Last year’s program was truly a celebration of Geoff [Nuttall], and all the music and people and composers who he loved. Moving forward, that spirit will continue to guide things, and I hope to take it even further. For me, range is incredibly crucial. Every twist and turn of my career has broadened my musical worldview. It’s brought me so much joy to discover ties between the music of now and great music of the past. Nothing makes you appreciate Haydn more, for example, than hearing his impact on composers today. There’s a through-thread weaving centuries. We tend to look back on works by Mozart or Beethoven or Schubert as snapshots of brilliance that need to be revisited and studied and recreated—yet they’re really part of an evolving timeline.
As you know, many presenters nationwide are worried about, or even struggling with, declining audience numbers. What’s going to be your secret sauce for retention?
As a presenter and a programmer, it’s necessary to remember that music is, at its core, a way for people to gather in person and enjoy something collectively. It’s about having something to discuss, a way to build community—to remain close to loved ones and create common ground. If these ideas remain at the foundation of one’s philosophy, I believe that music will remain vital, even in times as challenging as these. My personal plan is to ensure music is presented thoughtfully, especially with that aforementioned range. Living composers can’t be left out, yet great works of the past must be presented, too. We can’t recklessly move into the avant-garde, just for the sake of being on the cutting-edge.

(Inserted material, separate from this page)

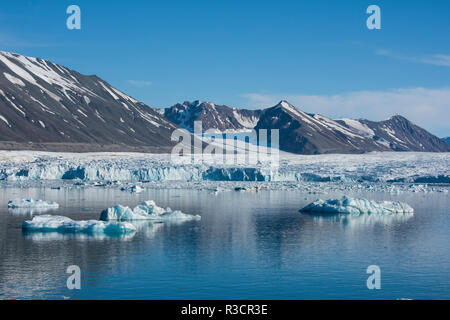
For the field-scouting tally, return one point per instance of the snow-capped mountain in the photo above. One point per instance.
(402, 134)
(47, 106)
(220, 118)
(306, 133)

So it’s really all about the audience.
I’ll say that when I’m playing music—whether in performance or rehearsing, or composing, I try to approach everything as a listener first. It’s an almost disembodied experience. I’m trying to hear the music from the outside and in a greater context. I’m constantly thinking: Is this worth it? Is it meaningful enough? Are these notes and rhythms and harmonies worth the time and money that people spent to get to the theater? My time with Kronos has amplified these feelings. It’s been an eye-opening experience. No matter who is paying attention, this quartet strives to make things better—to draw people’s attention to issues that need attention. Chamber music has the power to be a force for good and a vehicle for activism. Being part of that has really lit a fire under me.